Por extensión, me suelen decir poco el catálogo de una exposición, la reseña de una obra de teatro o de un espectáculo de danza, o un tríptico o un manual de esos que se redactan para la ocasión. Suelen ser loas por amistad o por encargo.
La concepción cartesiana del conocimiento ha hecho mucho daño al saber mismo. Y, sobre todo, al placer que se deriva del hecho de conocer. Requiere trabajo, por supuesto, los placeres más intensos y duraderos sobrevienen después del esfuerzo, pero es, sobre todo, placentero. Saber, conocer parece una cosa exclusiva de especialistas. Se cuidan ellos de que lo parezca creando lenguajes crípticos, propios de su disciplina. Saber, sin embargo, muchas veces, tiene que ver más con las emociones que con cualquier otra forma de acercamiento a las cosas. Yo me aproximo a los objetos, a los hechos, a las historias, a las preguntas, a la ciencia, a la literatura,... por las emociones que me producen en muchos casos. A la pintura, a la escultura, a la música, por ejemplo. A las personas, también, desde luego. Las personas son una fuente de conocimiento. Siempre digo que los libros me eligen, yo no los elijo a ellos. No entiendo muchas veces el lenguaje de esas artes o no lo entiendo, al menos, de la manera que lo expresan los eruditos, pero entiendo lo que me están contando. Antonio Damasio (El error de Descartes, Ed. Crítica), gracias a dios, se pone de mi parte. La emoción, dice él, participa del conocimiento, incluso de las decisiones y el razonamiento.
Cuando miro un cuadro o leo un poema sé lo que me está contando, habla sólo para mi. Y para ti, si eres tú quien lo está mirando. Nos interpela a cada uno de nosotros personalmente. Y, si no entiendo su mensaje, tampoco pasa nada, es como un texto en chino, para mi ya no es un cuadro o un poema. También hay farsantes que dicen pintar cuadros o escribir poemas. Al conocimiento, al saber, a cualquier saber o conocimiento, uno se acerca desde la inocencia, como se acercan los niños. El sabio es el más inocente de todos los seres humanos.

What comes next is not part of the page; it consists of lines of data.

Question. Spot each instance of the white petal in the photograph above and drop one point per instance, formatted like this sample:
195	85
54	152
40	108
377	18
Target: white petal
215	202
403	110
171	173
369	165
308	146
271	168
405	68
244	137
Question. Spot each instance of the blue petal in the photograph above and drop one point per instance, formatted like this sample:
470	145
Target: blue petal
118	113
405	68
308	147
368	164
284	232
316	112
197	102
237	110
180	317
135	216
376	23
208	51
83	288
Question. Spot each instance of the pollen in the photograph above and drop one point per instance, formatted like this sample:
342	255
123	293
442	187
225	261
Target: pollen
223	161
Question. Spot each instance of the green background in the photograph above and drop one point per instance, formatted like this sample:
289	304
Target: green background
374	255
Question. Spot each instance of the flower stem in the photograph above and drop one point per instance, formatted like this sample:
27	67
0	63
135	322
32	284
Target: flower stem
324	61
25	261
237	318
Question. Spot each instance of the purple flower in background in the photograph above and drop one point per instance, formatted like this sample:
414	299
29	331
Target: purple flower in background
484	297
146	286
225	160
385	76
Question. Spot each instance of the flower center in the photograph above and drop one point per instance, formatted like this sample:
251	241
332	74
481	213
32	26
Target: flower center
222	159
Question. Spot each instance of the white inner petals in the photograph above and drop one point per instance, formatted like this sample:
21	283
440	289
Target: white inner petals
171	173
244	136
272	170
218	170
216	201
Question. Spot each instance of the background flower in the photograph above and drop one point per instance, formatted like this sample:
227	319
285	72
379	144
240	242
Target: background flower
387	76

Un ejemplo más. Paloma, una amiga, pintora mediocre, no se enfada, lo sabe, pero extraordinaria componedora de formas. Con la técnica del esmalte, para ser más exacto. Sus piezas, pequeñas o grandes, tenían el extraño poder de atraparte. Exudaban sangre verde y azul o naranja, amarilla, añil, con marcas como huellas o pisadas, las piedras, los trozos de cemento o los cantos, como si hubiera órganos en el interior de aquellas piezas minerales. Exponía en Zamora, una promoción de la obra social de una caja de ahorros. Y me pidió que escribiera algo para el catálogo. Me mostró las fotos y me dijo: escribe algo. Una solicitud amable o un traje cuatro o cinco tallas más grande. ¿Y qué digo? Lo que me sueles decir normalmente, es decir, que escribiera las tonterías que solía comentar sin rubor habitualmente. Describí emociones. Nadie supo que aquello lo había escrito un ignorante.
Hay quien no va a una exposición o a una ópera -es un ejemplo- porque entiende que son propuestas para gentes “ilustradas”, cuando la obra, sea cual sea, necesita vernos para hablarnos. Es como un plato de comida, cualquiera puede probarlo. Tanto si es de Adriá como si es de la abuela del pueblo. Entre Adriá y la abuela hay mucho cocinero que conoce la sofisticación de los platos pero no sabe nada de cocina.
El arte, cualquier manifestación artística, empieza por alterar las emociones y acaba por ser una emoción en sí misma. No una emoción cualquiera, una emoción placentera. Eso nos hace mejores, más sabios. En otro caso no es arte. Puede ser un negocio, pero no es arte.